Однажды, еще в лужковские времена, нам поступил вызов из московской мэрии в один подмосковный городок — нужно было осуществить перевод из местной больницы в московскую клинику пациента с тяжелыми травмами. Пациентом был некий широко известный общественник, долго и безуспешно скандаливший с местными властями по одному активно освещавшемуся в печати, блогах и даже по телевизору вопросу некоторой городской важности.
Сначала от общественника отмахивались, как от назойливой мухи, потом ему стали угрожать какие-то люди, вроде как связанные с этими самыми властями, а в конечном итоге его жестоко избили. Общественник лежал в больнице без нейрохирурга и нормальных средств диагностики — в коме, с ампутированной конечностью и проломленной головой.
Когда мы приехали, выяснилось, что местные медики нам его отдавать не собираются. Я попытался узнать, в чем же причина столь не соответствующего высокому статусу врача поведения. С кучей недомолвок, крайне осторожно, скупыми порциями мне выдали информацию, что «сверху» поступило указание «ситуацию замять». Т. е., проще говоря, признать больного нетранспортабельным и из городка не выпустить.
Конечно, я мог поступить как сознательный гражданин: оповестить свое руководство, знакомых журналистов, президента Путина и всех людей доброй воли и даже написать в ЖЖ о том, как благородного общественника хотят уморить в подмосковной больнице.
Мое руководство, знакомые журналисты и все люди доброй воли, наверное, страшно возмутились бы, звонили бы друг другу, писали бы статьи, президент Путин, скорее всего, даже приказал бы наказать виновных, а запись в ЖЖ собрала бы тысячу возмущенных и одобрительных комментариев.
А благородного общественника тем временем спокойно заморили бы в подмосковной больнице, потому что она не была приспособлена к ведению таких больных — нейрохирургии у них не было, так что даже при вполне приличном уходе и лечении остальных травм врачи оказать адекватную помощь ему не могли.
Я поступил совершенно непринципиально и несознательно. Я сказал коллегам, что их пациент жизненно нуждается в помощи, которую они ему предоставить не в силах. И когда он умрет (а умрет он обязательно и в таком случае очень скоро), информация о том, что из Москвы приезжала бригада скорой помощи специально для того, чтобы перевести его в клинику, где такую помощь предоставить могут, а врачи не разрешили осуществить перевод, окажется во всех СМИ.
«И по шапке первыми получат не те верхи, которые дали вам это указание, не бандитские власти или просто бандиты со связями, которые контролируют ситуацию — а лично вы», — доверительно сказал я врачам.
Пациента оформили, как полагается, и мы повезли его в Москву.

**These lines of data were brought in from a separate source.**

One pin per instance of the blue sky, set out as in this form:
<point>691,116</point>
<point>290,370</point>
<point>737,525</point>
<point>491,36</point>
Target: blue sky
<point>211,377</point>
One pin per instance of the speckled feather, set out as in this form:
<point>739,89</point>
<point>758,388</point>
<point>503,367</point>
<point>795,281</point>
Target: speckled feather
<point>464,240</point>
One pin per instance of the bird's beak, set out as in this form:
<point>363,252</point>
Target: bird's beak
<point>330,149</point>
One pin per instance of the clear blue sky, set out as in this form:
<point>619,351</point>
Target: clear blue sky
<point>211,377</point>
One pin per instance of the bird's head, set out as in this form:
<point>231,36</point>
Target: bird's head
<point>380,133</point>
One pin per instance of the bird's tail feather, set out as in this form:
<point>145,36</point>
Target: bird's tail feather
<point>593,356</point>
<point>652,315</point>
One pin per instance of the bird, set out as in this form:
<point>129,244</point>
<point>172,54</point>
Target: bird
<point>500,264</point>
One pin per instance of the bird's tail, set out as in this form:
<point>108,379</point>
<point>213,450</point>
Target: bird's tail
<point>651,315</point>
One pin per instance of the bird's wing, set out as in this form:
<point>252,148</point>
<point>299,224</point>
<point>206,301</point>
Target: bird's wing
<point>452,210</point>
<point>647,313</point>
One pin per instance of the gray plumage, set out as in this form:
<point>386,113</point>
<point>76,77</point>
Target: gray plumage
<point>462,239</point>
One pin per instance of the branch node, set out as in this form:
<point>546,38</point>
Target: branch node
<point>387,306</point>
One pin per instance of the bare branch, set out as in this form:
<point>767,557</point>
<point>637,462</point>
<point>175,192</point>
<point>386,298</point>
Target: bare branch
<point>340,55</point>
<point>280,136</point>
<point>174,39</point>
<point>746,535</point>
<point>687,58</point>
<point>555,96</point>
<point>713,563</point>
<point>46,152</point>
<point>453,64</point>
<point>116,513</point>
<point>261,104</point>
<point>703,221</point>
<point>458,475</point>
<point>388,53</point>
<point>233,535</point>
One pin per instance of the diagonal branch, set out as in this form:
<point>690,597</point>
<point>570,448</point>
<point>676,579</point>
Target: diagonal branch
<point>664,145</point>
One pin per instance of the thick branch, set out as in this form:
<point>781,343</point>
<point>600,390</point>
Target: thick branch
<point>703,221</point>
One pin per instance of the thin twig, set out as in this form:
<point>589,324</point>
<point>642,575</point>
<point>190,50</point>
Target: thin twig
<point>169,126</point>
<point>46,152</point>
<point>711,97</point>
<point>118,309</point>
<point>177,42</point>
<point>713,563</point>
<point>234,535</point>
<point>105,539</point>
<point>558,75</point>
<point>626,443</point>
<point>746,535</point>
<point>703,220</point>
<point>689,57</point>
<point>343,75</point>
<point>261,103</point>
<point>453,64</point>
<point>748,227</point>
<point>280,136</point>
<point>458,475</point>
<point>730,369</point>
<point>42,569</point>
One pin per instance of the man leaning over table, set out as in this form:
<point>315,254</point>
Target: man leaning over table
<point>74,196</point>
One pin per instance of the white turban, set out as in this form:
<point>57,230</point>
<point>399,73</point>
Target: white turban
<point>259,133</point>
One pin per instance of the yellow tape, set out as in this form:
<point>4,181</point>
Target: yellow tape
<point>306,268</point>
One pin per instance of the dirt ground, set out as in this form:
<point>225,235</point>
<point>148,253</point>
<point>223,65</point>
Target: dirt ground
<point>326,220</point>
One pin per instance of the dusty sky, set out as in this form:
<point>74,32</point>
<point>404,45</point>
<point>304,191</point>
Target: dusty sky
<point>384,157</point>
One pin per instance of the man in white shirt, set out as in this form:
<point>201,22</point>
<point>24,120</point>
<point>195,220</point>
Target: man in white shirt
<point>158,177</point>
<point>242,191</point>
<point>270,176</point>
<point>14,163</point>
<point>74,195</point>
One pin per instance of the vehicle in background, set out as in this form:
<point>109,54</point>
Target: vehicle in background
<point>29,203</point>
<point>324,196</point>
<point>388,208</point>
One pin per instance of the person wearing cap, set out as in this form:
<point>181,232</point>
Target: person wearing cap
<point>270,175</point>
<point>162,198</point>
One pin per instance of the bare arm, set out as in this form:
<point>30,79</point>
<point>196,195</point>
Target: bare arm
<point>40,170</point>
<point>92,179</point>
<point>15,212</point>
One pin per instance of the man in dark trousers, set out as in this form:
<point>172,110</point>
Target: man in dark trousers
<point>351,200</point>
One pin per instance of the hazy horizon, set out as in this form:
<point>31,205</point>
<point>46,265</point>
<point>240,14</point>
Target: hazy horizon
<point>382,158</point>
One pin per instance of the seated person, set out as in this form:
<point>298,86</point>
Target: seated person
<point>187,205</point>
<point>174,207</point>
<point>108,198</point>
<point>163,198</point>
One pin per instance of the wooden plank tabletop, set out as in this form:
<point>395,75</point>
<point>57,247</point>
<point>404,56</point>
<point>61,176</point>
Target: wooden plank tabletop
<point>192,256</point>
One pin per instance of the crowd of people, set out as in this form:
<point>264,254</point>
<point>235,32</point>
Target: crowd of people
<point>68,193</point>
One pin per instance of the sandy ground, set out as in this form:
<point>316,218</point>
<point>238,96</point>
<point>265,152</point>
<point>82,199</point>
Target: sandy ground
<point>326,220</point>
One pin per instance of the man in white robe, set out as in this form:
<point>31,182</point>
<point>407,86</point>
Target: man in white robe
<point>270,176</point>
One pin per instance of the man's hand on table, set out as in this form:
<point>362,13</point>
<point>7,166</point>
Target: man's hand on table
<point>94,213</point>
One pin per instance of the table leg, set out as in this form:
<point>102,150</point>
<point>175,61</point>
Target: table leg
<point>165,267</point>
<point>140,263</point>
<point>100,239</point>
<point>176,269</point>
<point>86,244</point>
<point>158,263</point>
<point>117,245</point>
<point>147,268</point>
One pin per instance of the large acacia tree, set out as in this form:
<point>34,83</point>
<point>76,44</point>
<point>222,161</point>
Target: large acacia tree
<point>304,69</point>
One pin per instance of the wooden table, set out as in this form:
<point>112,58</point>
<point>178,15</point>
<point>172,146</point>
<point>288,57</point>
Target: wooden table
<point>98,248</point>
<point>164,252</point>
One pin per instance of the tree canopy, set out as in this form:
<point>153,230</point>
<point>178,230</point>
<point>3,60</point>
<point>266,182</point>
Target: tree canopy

Нашу бригаду подмосковные коллеги очень благодарили за помощь и дружеский совет. А «верхи» им ничего не сделали — наверное, потому что скандал был бы очень уж заметный.
Общественник, между прочим, прожил еще несколько лет — даже пришел в себя и, по слухам, чуть-чуть научился заново говорить.
Разрешилась ли проблема, за которую он заплатил своими здоровьем и жизнью, я толком не знаю, но меня, человека непринципиального, это волнует в самую последнюю очередь.